I have been writing and speaking about major problems with Kentucky’s recent, wholesale adoption of the Next Generation Science Standards as the only K to 12 public school standards for science in the state.
Already, evidence of the deficiencies I have been talking about is cropping up.
For example, I recently discussed a Kentucky high school student’s complaints that his or her school doesn’t even offer the math and science courses needed to get into science, technology, engineering and mathematics (STEM) programs in college. Another student even said his high school, which had offered physics, is dropping that essential STEM course. His school apparently understands that physics isn’t in the state’s new standards, so there can be no penalty for dropping that course.
This situation will likely grow worse. The Next Generation Science Standards don’t cover most of the material taught in either standard high school physics or chemistry courses.
And, now there is more evidence of the potential for NextGen Science deficiencies to cause problems, because it is clear that exiting high school chemistry courses in Kentucky leave something to be desired.
A January 13, 2014 article in the Lexington Herald-Leader, “More than 5,000 sign up for University of Kentucky’s free online chemistry course,” says two UK chemistry professors were highly concerned about the inadequate preparation of Kentucky high school students in chemistry. So those professors created a new, on line course to fill the gap. The response from Kentucky’s students was “massive.”
This situation provides interesting indications about serious inadequacies in existing upper level high school science courses in Kentucky’s schools (the deficiencies the professors noted in math preparation for chemistry are undoubtedly repeated in physics). Certainly, UK is to be saluted for standing in this breech in public education.
However, the university should not have to do this work at all, at least not for free.
If Kentucky had decent science standards, our K to 12 schools would already offer high grade chemistry and physics courses. Without changes, Next Generation Science Standards absolutely will not fix this problem.
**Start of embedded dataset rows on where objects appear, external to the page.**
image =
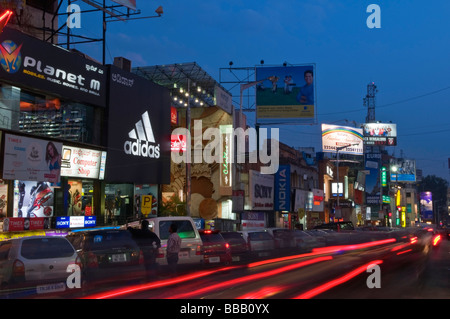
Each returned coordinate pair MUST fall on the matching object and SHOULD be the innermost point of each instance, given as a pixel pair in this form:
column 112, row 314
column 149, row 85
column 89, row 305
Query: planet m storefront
column 52, row 108
column 84, row 113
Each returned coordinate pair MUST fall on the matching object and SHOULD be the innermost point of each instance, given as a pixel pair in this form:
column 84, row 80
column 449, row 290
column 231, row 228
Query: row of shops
column 83, row 144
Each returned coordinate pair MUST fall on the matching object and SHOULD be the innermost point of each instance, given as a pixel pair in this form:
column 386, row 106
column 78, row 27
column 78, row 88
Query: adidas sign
column 144, row 141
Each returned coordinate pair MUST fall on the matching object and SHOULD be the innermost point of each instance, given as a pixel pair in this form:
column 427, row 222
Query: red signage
column 173, row 115
column 4, row 18
column 178, row 143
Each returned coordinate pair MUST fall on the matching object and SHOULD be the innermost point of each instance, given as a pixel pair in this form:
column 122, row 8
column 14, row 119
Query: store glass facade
column 45, row 115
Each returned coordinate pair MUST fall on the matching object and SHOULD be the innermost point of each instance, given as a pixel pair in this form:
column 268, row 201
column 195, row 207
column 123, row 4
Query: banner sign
column 76, row 221
column 283, row 188
column 286, row 94
column 20, row 224
column 261, row 192
column 342, row 139
column 31, row 159
column 81, row 162
column 406, row 170
column 380, row 134
column 138, row 137
column 40, row 65
column 426, row 205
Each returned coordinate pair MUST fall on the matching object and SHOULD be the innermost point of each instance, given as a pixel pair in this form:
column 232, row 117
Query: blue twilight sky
column 407, row 58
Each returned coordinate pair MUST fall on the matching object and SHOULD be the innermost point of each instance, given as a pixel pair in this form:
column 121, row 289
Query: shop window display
column 118, row 203
column 46, row 115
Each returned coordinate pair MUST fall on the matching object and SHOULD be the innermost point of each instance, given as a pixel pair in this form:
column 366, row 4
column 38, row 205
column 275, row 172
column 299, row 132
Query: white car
column 191, row 242
column 260, row 242
column 40, row 262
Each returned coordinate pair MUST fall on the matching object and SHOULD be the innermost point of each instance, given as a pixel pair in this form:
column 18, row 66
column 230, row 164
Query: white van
column 191, row 243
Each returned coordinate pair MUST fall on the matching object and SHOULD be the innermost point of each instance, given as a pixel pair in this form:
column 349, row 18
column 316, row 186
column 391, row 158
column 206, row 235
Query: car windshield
column 212, row 238
column 109, row 239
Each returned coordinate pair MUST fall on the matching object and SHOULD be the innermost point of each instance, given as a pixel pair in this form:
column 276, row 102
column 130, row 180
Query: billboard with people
column 286, row 95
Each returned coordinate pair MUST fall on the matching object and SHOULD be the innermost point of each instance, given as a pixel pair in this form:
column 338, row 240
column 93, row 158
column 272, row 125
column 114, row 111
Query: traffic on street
column 367, row 264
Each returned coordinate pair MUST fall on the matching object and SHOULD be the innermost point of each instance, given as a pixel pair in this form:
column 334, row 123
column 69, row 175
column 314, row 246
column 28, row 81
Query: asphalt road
column 403, row 274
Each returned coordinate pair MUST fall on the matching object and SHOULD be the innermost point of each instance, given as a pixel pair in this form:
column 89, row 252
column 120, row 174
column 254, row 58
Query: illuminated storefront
column 52, row 106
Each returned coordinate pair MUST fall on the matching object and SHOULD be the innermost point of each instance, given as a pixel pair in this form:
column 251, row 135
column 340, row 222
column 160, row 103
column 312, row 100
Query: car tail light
column 92, row 261
column 18, row 270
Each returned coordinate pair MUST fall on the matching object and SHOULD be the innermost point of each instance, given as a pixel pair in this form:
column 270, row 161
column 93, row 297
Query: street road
column 326, row 274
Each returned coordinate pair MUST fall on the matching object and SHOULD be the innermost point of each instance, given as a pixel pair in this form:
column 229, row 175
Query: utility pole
column 369, row 101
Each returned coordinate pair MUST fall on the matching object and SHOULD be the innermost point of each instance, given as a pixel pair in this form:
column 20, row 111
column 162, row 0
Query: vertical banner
column 426, row 205
column 31, row 159
column 226, row 137
column 372, row 187
column 283, row 188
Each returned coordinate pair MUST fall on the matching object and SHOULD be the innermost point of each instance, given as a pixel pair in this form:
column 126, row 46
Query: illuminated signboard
column 82, row 162
column 380, row 134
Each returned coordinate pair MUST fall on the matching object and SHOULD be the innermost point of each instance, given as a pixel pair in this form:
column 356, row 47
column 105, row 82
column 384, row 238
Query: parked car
column 108, row 255
column 191, row 243
column 37, row 261
column 284, row 238
column 337, row 226
column 215, row 249
column 260, row 242
column 238, row 245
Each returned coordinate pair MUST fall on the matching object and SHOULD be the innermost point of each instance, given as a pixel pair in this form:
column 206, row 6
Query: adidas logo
column 142, row 135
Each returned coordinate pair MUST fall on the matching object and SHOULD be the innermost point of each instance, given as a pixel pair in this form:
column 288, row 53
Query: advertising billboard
column 283, row 188
column 426, row 205
column 139, row 137
column 380, row 134
column 345, row 139
column 33, row 199
column 286, row 94
column 82, row 162
column 40, row 65
column 405, row 170
column 372, row 186
column 31, row 159
column 261, row 192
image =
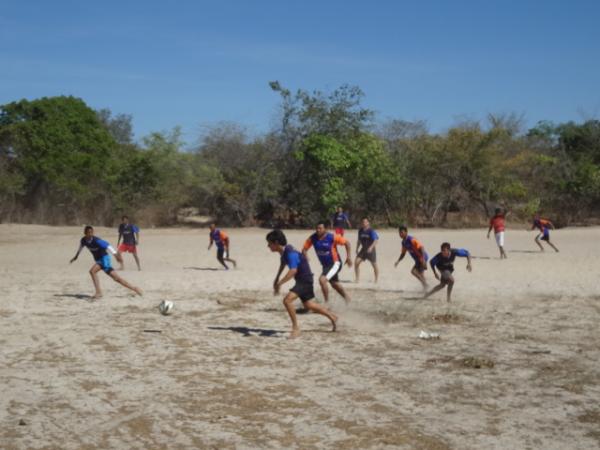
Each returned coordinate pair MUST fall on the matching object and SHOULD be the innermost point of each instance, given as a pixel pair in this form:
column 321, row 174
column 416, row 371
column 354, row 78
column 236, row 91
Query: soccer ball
column 166, row 307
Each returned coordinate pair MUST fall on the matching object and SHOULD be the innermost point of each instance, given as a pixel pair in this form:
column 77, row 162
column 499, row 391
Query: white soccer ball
column 166, row 307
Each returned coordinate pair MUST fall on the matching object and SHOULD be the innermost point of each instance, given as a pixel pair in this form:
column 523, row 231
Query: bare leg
column 375, row 270
column 449, row 291
column 537, row 241
column 122, row 282
column 121, row 262
column 552, row 245
column 94, row 274
column 356, row 269
column 419, row 276
column 223, row 263
column 323, row 282
column 320, row 309
column 137, row 260
column 288, row 302
column 340, row 290
column 435, row 289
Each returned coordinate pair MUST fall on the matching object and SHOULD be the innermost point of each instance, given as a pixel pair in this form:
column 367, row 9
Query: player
column 100, row 249
column 418, row 253
column 299, row 269
column 131, row 239
column 339, row 221
column 544, row 225
column 365, row 248
column 497, row 223
column 221, row 240
column 325, row 245
column 444, row 262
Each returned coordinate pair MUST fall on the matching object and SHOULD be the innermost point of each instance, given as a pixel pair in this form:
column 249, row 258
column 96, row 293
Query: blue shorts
column 104, row 262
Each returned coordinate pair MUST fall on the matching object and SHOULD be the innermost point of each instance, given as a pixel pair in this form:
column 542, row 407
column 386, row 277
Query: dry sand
column 517, row 364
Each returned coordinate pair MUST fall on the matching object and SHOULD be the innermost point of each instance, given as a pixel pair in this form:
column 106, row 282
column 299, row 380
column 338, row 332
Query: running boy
column 365, row 248
column 418, row 253
column 300, row 271
column 326, row 249
column 221, row 240
column 444, row 262
column 99, row 249
column 340, row 220
column 497, row 224
column 131, row 239
column 544, row 225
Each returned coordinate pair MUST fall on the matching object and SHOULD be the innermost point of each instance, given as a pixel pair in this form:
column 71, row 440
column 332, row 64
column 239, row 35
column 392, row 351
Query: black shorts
column 365, row 256
column 304, row 290
column 445, row 276
column 331, row 271
column 420, row 267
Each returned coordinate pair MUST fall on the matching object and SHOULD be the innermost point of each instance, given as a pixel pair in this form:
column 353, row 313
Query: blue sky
column 195, row 63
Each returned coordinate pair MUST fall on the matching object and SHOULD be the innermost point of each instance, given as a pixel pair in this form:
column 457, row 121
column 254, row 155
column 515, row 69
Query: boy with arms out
column 131, row 239
column 299, row 269
column 417, row 252
column 325, row 245
column 365, row 248
column 444, row 262
column 100, row 249
column 544, row 225
column 497, row 223
column 340, row 220
column 221, row 240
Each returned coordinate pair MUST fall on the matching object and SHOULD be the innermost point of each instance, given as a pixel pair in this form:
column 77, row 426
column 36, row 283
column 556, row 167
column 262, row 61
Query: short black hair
column 276, row 236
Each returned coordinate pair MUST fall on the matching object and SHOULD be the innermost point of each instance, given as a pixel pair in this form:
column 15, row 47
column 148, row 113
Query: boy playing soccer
column 100, row 249
column 418, row 253
column 444, row 262
column 497, row 224
column 544, row 225
column 300, row 271
column 221, row 240
column 325, row 245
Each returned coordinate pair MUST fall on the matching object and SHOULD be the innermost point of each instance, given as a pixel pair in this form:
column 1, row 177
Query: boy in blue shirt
column 299, row 269
column 100, row 250
column 444, row 262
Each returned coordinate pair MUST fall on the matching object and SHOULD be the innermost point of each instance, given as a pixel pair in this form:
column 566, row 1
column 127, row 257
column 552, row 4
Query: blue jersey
column 339, row 220
column 97, row 246
column 128, row 231
column 296, row 260
column 441, row 263
column 366, row 237
column 325, row 248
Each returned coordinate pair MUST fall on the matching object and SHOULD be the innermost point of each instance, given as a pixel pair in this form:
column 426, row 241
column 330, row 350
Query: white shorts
column 500, row 239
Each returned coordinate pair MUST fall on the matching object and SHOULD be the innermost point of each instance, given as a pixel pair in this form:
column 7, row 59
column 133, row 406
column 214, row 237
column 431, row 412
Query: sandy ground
column 517, row 365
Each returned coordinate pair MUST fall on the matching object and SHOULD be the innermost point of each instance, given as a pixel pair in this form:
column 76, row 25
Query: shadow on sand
column 250, row 331
column 86, row 297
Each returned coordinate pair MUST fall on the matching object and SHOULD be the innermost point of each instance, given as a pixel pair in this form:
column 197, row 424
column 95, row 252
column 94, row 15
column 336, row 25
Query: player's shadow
column 250, row 331
column 85, row 297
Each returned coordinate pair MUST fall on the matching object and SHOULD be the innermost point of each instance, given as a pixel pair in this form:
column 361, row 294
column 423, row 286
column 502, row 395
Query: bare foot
column 294, row 333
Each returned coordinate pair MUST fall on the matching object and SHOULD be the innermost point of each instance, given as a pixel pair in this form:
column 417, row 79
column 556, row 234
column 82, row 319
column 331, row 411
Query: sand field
column 517, row 364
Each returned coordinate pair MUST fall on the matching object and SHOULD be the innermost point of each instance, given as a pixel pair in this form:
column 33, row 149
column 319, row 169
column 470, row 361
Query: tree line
column 62, row 162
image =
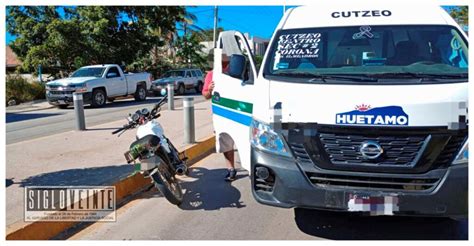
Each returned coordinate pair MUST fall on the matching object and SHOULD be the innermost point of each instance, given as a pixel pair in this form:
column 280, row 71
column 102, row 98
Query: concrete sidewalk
column 93, row 157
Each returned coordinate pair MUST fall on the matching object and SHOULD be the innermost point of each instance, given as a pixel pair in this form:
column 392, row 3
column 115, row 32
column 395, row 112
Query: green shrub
column 20, row 90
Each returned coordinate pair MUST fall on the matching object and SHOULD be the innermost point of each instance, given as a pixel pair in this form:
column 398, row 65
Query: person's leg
column 229, row 158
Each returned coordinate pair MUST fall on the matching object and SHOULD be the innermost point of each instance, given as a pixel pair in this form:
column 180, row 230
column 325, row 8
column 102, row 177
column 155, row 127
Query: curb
column 124, row 188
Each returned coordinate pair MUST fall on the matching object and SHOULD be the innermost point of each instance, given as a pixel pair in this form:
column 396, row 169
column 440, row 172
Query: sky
column 258, row 21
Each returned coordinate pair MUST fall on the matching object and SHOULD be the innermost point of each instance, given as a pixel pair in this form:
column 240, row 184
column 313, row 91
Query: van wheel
column 199, row 87
column 99, row 98
column 140, row 94
column 181, row 89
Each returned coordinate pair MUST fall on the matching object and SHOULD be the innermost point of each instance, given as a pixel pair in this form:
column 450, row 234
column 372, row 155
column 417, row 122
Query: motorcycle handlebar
column 125, row 127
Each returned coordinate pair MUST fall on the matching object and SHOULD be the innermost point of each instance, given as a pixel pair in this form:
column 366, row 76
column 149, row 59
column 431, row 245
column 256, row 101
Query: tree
column 74, row 36
column 460, row 14
column 189, row 51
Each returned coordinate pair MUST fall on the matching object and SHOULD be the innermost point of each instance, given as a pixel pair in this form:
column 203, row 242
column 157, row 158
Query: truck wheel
column 140, row 94
column 181, row 89
column 99, row 99
column 199, row 87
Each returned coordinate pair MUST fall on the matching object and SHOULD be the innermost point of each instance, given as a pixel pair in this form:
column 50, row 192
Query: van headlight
column 463, row 156
column 264, row 138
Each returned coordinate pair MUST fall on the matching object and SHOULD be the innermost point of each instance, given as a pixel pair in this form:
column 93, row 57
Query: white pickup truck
column 98, row 83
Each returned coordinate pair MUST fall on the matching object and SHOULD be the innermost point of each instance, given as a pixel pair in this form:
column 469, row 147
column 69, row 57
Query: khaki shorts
column 224, row 143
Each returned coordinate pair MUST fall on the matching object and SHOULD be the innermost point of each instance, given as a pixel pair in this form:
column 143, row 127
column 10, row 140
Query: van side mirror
column 111, row 75
column 237, row 66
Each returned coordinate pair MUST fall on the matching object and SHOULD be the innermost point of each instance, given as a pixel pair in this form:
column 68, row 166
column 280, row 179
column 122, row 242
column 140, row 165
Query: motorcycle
column 157, row 157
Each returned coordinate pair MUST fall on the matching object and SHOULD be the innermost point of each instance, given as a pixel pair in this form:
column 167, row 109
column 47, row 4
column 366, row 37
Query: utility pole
column 214, row 37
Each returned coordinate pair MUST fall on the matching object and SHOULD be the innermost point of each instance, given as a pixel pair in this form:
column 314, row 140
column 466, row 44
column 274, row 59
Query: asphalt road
column 34, row 124
column 214, row 209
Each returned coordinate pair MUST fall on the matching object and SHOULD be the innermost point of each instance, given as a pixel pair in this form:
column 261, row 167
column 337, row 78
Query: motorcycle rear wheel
column 167, row 184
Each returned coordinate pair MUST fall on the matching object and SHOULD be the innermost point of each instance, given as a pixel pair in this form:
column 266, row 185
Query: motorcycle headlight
column 263, row 137
column 463, row 156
Subjects from both high school chemistry and physics are essentially all omitted in the new standards package. It’s as if no-one running our public education system cares about the existence, let alone the quality, of the higher end high school science courses in Kentucky’s schools.
So, it looks like UK is going to have to offer their online chemistry course option, for free, for a long time. And, the university needs to add something similar for physics, as well (which I am told is under early consideration). That’s just not right.
Here’s one problem: since the UK course is optional, and only part-time, high school students who enroll don’t get any credit towards high school graduation for their work.
Furthermore, neither UK nor the professors are getting paid for this effort to fix problems with high school chemistry offerings, which really is a K to 12 responsibility.
It’s clear that the Kentucky Department of Education needs to add real standards in high school chemistry and physics to their inadequate Next Generation Science Standards. That would open a way for UK’s on line course to be formally included in a credit-bearing chemistry course in all our schools – and maybe allow UK to get some well-earned reimbursement for making better education for our students possible.